But through writing I took steps to help integrate the parts of the story I had worked hard to hide. And I used writing to heal. And that is how it became my life raft.
Telling stories is how we do human together. It is how we say “me too.” As Natalie Goldberg said, “Writing is a path to meet ourselves and become intimate.” And through writing–through owning our stories–we set ourselves free.
The story of my marriage and my dad’s death are only a piece of the story that’s shaped me. And some days I look around and realize we’re all living these stories we’re not actually talking about and I wonder what would happen if we were honest with ourselves. I think sometimes we feel our lives are these shitty drafts that we need to clean up before we present them to the world. So we don’t write–we don’t tell the truth–because we are afraid of recording failure. We don’t want our lives to be real.
But dealing with the truth is way more powerful than any lie we could trade for reality because we get to write the ending.
And what if we wrote, and it was exactly what we needed to read?
We might realize we’re not a sad story.
We are amazingly human.
For those interested in how writing can help us process trauma, I highly recommend Dr. James Pennebaker’s books Opening Up and Expressive Writing. I used Opening Up as one of my primary resources for the talk.

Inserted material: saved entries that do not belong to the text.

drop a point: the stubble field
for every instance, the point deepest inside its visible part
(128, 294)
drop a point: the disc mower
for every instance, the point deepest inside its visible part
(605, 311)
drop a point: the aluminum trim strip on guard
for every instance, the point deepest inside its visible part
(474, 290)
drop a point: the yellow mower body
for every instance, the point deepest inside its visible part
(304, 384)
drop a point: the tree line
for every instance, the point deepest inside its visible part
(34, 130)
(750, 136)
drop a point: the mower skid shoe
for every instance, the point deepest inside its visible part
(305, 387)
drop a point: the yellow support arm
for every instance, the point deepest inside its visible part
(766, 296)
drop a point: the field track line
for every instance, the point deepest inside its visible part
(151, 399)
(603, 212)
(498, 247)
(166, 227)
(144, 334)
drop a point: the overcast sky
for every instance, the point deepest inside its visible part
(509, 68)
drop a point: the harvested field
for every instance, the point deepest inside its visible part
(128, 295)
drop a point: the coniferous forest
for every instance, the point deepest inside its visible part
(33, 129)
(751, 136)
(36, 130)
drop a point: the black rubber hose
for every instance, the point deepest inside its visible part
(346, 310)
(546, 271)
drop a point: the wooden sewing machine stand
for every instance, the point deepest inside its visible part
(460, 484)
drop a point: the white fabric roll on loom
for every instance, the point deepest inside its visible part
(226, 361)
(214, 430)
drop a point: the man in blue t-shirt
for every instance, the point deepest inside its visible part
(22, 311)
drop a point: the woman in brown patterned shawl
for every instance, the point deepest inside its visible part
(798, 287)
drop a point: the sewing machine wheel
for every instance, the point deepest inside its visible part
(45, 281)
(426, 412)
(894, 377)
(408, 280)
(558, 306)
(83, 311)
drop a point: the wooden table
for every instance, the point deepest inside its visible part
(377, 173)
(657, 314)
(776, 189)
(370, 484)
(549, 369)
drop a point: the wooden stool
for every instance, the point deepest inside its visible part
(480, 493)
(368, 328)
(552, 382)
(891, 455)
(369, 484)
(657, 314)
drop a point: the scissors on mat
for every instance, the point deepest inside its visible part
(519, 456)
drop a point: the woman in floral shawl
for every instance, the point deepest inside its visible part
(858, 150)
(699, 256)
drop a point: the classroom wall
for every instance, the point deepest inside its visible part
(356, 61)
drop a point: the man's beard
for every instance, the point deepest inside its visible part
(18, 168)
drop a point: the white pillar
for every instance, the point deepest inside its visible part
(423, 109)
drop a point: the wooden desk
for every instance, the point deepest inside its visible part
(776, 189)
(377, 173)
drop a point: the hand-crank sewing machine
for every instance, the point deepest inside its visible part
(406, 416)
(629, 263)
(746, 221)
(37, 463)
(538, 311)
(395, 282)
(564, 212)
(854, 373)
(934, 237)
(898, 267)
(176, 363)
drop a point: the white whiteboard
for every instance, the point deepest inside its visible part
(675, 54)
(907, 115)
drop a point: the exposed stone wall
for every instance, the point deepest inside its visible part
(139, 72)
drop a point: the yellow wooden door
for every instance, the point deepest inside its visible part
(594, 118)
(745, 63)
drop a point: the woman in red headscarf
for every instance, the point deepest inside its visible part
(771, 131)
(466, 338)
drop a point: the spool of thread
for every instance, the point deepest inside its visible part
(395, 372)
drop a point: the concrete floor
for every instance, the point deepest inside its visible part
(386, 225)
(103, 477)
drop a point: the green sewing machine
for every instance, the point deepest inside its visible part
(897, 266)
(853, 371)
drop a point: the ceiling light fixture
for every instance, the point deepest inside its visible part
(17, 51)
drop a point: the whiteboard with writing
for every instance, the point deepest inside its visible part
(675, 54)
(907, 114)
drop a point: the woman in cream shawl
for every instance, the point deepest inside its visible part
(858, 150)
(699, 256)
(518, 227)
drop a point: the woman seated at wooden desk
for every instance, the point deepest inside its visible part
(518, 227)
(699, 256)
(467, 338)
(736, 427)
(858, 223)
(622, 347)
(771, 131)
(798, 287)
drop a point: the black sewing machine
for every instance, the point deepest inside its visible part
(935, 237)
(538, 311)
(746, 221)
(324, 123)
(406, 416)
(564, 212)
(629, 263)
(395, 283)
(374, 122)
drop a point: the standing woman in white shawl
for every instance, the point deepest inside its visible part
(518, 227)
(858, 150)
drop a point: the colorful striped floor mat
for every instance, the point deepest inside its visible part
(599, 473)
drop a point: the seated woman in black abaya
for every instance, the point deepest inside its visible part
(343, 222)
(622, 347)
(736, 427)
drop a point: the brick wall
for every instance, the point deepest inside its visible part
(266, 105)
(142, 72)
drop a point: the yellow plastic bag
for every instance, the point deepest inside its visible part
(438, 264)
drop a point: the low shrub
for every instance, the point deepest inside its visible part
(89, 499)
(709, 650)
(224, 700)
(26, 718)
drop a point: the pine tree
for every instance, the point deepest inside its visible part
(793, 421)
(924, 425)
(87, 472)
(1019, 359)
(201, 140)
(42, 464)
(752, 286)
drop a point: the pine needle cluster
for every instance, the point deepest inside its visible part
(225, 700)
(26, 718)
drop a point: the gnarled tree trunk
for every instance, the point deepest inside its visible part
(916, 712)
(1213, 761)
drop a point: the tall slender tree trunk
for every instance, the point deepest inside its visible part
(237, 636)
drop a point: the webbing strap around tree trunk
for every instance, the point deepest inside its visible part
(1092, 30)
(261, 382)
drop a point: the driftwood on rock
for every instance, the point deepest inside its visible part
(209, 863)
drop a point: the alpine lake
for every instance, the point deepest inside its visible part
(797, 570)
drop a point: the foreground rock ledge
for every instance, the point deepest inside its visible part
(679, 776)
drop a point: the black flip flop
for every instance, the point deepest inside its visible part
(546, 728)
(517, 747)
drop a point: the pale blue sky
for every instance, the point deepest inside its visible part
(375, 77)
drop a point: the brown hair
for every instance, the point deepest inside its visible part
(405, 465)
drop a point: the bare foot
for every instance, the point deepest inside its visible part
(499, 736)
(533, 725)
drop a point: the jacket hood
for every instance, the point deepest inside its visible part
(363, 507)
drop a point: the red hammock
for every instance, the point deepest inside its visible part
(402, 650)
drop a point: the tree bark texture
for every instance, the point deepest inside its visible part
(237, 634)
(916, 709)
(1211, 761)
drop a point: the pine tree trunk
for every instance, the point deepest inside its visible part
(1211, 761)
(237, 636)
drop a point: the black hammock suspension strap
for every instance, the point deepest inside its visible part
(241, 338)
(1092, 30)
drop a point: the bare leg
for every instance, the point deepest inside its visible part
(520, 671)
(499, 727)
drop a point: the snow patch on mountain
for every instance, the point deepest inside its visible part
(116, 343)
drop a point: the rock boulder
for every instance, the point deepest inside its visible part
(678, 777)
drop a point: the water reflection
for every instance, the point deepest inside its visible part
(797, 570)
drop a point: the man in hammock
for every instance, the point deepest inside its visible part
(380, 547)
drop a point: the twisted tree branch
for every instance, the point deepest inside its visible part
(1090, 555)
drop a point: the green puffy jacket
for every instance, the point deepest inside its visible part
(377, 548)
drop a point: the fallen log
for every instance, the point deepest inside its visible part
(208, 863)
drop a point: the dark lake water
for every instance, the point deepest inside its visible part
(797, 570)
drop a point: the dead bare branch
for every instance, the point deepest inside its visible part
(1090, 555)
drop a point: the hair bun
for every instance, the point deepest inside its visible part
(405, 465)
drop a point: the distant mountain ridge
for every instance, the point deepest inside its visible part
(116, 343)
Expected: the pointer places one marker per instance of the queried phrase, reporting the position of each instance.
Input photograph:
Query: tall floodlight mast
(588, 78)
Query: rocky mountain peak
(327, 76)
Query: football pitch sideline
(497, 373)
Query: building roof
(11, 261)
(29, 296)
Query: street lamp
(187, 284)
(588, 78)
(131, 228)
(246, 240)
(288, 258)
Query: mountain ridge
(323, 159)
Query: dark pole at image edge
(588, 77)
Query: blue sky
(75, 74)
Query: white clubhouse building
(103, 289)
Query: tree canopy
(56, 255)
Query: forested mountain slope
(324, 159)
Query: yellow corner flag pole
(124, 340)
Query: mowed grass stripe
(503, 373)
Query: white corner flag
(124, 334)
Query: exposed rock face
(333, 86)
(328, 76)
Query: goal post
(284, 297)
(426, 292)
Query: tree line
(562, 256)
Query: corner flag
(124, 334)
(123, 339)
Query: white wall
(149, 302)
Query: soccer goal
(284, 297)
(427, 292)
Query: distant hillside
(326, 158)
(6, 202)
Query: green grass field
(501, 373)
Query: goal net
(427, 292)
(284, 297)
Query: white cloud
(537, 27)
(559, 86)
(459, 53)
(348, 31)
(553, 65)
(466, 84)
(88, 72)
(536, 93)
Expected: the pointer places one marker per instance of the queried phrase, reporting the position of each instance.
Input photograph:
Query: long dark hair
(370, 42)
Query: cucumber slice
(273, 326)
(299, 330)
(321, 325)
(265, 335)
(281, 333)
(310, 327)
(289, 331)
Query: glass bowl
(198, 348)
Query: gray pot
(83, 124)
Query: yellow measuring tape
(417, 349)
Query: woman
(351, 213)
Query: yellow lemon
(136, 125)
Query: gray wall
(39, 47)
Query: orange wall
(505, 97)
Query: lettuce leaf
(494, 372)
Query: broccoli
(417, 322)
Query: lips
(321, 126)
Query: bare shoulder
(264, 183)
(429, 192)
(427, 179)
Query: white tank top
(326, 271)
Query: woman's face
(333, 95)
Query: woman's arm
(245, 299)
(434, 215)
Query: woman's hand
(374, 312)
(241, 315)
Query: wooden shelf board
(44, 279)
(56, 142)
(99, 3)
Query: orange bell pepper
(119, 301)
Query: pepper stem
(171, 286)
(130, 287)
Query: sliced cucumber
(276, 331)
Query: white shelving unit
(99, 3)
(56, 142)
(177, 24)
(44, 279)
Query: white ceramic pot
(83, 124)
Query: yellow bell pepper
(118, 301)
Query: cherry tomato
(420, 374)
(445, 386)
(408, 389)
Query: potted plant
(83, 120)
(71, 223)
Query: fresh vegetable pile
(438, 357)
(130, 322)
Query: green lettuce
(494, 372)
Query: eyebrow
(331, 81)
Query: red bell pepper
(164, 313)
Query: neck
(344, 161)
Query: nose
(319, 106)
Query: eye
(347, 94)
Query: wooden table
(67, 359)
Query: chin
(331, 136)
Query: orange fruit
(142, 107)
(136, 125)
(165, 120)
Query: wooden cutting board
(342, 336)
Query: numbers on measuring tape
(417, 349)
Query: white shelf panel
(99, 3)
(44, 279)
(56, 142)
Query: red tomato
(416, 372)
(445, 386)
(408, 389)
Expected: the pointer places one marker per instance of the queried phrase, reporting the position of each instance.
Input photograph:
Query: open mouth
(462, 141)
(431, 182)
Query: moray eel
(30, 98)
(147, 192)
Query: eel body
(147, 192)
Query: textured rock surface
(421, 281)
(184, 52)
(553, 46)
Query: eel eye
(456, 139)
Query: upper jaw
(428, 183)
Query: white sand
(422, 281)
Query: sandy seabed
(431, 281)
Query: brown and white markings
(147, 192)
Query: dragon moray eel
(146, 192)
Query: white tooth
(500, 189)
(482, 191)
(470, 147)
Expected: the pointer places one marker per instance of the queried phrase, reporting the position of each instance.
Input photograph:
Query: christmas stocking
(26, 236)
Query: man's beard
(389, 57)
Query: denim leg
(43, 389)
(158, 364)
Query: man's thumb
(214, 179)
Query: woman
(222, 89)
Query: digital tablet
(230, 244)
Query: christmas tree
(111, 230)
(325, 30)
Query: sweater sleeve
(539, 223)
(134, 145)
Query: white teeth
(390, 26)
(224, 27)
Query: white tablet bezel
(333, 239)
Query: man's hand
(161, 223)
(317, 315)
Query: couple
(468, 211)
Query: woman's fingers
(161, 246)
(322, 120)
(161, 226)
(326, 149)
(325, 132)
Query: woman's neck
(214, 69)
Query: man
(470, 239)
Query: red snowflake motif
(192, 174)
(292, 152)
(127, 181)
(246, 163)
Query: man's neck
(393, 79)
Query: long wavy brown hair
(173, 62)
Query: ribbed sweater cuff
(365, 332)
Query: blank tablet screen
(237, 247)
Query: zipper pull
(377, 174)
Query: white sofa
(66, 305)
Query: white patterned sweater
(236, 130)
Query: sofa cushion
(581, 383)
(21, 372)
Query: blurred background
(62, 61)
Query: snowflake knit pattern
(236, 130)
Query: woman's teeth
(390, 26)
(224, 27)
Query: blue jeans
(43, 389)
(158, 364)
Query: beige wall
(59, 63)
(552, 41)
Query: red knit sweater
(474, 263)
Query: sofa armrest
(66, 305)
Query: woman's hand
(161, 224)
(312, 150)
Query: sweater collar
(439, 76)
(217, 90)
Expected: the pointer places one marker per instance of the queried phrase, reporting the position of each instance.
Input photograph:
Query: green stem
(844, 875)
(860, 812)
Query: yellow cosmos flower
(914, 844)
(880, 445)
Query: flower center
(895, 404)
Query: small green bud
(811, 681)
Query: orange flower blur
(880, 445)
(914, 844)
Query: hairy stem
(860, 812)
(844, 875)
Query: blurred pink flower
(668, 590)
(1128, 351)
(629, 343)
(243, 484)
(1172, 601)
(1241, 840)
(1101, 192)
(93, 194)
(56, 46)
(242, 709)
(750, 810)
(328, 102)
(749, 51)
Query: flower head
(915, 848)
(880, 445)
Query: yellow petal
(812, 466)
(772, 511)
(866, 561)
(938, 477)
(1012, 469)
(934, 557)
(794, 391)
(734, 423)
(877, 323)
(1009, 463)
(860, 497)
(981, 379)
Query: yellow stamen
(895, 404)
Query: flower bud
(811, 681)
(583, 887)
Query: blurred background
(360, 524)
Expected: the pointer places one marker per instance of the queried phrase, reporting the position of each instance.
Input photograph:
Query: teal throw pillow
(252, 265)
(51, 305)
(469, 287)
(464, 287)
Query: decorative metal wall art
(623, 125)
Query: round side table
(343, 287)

Now, back to writing that book of mine.
Update: Due to incoming questions about the status of my talk and whether or not I’ll be posting it online, I thought it appropriate to let you all know the following… On November 23, 2015 I was sent a link to a video sample of my talk and was told it was for viewing purposes only. The email also stated final videos would be posted the week of December 7, 2015. Believing the video would be available in the near future, and unaware I had permission to download the file, I didn’t secure a copy of my talk.